Pandangan Alga kembali tertuju pada Gigi yang sebentar lagi hilang di balik pintu.

"Saraf di kaki kiri nya mati," jawab Alga membuat teman-teman nya seketika bungkam.

"jangan bercanda lo." Arya memukul bahu Alga pelan.

Alga menghela panjang. "Apa pantes hal kayak gitu di anggap bercandaan?" tanya nya seketika membuat Arya bungkam. Ia kemudian tertawa miris membuat teman-teman nya menatap nya dengan penuh tanda tanya.

"Yang saya ingat dari dia, dia akan cemburu kalau saya punya teman baru," ujar Alga.

"Loh, kenapa?" Dimas bertanya dengan kening yang berkerut.

"Gigi bilang, kalo cuma saya orang yang mau berteman dengan nya," jawab Alga.

Tapi Arya berdecak. "Baku amat sih lo kalo ngomong!" gerutu nya cukup sebal.

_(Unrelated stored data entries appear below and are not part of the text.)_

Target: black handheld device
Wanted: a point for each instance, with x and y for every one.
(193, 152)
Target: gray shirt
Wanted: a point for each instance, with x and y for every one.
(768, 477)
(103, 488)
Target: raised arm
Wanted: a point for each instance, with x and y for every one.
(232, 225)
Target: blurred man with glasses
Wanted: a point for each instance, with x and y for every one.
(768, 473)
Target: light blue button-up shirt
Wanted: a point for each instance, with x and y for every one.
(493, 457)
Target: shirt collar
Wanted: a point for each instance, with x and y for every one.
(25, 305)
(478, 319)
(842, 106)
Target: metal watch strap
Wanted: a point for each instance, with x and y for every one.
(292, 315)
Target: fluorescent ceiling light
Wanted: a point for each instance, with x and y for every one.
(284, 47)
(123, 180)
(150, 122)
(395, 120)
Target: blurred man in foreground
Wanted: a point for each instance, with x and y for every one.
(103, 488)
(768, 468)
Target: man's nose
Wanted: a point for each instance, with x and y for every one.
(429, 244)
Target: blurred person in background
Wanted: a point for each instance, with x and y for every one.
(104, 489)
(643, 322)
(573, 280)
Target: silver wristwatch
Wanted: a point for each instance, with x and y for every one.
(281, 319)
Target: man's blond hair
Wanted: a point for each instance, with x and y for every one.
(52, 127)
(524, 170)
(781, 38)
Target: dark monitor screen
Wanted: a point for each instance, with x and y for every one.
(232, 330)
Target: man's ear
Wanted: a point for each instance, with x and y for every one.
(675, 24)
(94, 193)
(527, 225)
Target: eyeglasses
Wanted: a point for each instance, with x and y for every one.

Alga hanya tertawa ringan. "Oh iya, besok dia ulang tahun. Kalian mau bantu saya?" pandangan nya mengedar.

"Tapi besok ada perkemahan di sekolah," ujar Putri mengingatkan.

"Bisa kok, bisa." Tapi Eiryl menyetujui nya dengan antusias.

Senyum tipis Alga mengembang. "Oke."

"Yaudah, oke," final Arya dan Dimas nyaris bersamaan.